Intel Capital adds Israel's SCKipio, Parallel Machines to portfolio

Intel Capital, which is set to surpass out a half-billion dollars of investment through the end of the year, said that Tuesday's announcements brought its total investments in Israel to $300 million.

Investment graph (photo credit: INGIMAGE / ASAP)
Investment graph
(photo credit: INGIMAGE / ASAP)
SAN DIEGO – Intel Capital on Tuesday announced 11 new portfolio companies, including two Israeli companies, at the chipmaker’s venture capital fund’s global summit.
The first, Ramat Gan-based SCKipio, was among 10 companies that received $22 million of investment. The company builds for G.Fast modems, which allows telecommunication companies to send huge amounts of data over existing infrastructure.
“At SCKipio we are counting on having billions of devices out there, because what we do is connect those devices to the cloud, to the network,” said SCKipio CEO David Baum.
Those devices are increasingly focused on sending and receiving huge media files.
“We hope to solve this bottleneck in the future.”
The second company, Tel Aviv-based Parallel Machines, gave Intel Capital warrants that allow it to invest in the company at a later date. Parallel machines focuses advancing predictive analytics and machine learning.

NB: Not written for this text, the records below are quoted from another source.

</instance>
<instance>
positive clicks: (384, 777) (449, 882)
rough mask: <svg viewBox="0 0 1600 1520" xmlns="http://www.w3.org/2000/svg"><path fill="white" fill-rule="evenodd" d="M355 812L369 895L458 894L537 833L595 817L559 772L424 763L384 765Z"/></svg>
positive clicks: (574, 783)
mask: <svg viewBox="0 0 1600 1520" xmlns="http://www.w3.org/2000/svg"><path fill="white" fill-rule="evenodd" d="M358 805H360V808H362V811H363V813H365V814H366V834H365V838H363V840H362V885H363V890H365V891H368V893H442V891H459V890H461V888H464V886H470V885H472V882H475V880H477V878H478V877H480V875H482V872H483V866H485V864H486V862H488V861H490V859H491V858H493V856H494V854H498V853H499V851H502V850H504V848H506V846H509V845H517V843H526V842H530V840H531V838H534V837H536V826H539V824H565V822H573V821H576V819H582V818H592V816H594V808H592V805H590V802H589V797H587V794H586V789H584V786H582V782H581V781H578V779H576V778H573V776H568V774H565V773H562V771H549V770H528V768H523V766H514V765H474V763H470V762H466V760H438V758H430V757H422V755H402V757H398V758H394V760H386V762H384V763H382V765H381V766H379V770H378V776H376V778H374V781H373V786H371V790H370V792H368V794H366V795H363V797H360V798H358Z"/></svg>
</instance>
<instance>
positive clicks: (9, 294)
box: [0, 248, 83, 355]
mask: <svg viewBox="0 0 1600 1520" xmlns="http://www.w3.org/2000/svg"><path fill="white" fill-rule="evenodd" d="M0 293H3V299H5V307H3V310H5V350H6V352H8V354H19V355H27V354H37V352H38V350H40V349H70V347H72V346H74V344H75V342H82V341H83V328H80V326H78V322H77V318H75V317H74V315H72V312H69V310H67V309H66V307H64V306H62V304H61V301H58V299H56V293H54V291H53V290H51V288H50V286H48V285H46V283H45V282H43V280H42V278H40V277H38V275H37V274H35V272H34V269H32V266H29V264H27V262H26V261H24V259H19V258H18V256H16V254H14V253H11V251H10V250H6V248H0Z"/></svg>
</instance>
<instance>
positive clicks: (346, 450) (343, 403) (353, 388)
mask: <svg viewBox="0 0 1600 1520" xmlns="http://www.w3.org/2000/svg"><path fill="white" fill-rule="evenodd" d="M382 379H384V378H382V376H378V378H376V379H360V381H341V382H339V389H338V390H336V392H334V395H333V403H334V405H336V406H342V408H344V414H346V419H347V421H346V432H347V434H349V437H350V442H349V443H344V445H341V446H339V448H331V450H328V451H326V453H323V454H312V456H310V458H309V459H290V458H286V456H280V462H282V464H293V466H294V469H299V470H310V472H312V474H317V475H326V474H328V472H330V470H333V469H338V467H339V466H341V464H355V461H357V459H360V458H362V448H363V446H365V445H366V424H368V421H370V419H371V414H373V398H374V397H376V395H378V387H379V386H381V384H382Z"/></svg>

“It’s a transformative technology,” said Parallel Machines CTO Balint Fleischer.
The platform, he said, would help data scientists be more productive and help make a variety of technologies more precise.
Intel Capital, which is set to surpass half-a-billion dollars of investment through the end of the year, said that Tuesday’s announcements brought its total investments in Israel to $300m. in 75 companies, plus 11 acquisitions in the past decade.
“Israel is an incredible country, there’s so much technology that comes out of that country, it’s impressive,” said Marcos Battisti, Intel Capital’s managing director of Western Europe and Israel.
Aside from financial returns, Battisti says the company picks investments that further the ecosystem Intel operates in.
Intel Capital’s other investments included Prieto Battery, which is developing 3D batteries that could come in a variety of shapes; LISNR, which lets devices communicate using audio at level that humans cannot hear; and FreedomPop, which is creating a free alternative to traditional telecoms.
According to Battisti, Israel’s ecosystem is one of the best.
“If we compare Israel to any country in Western Europe, Israel is ahead,” he said.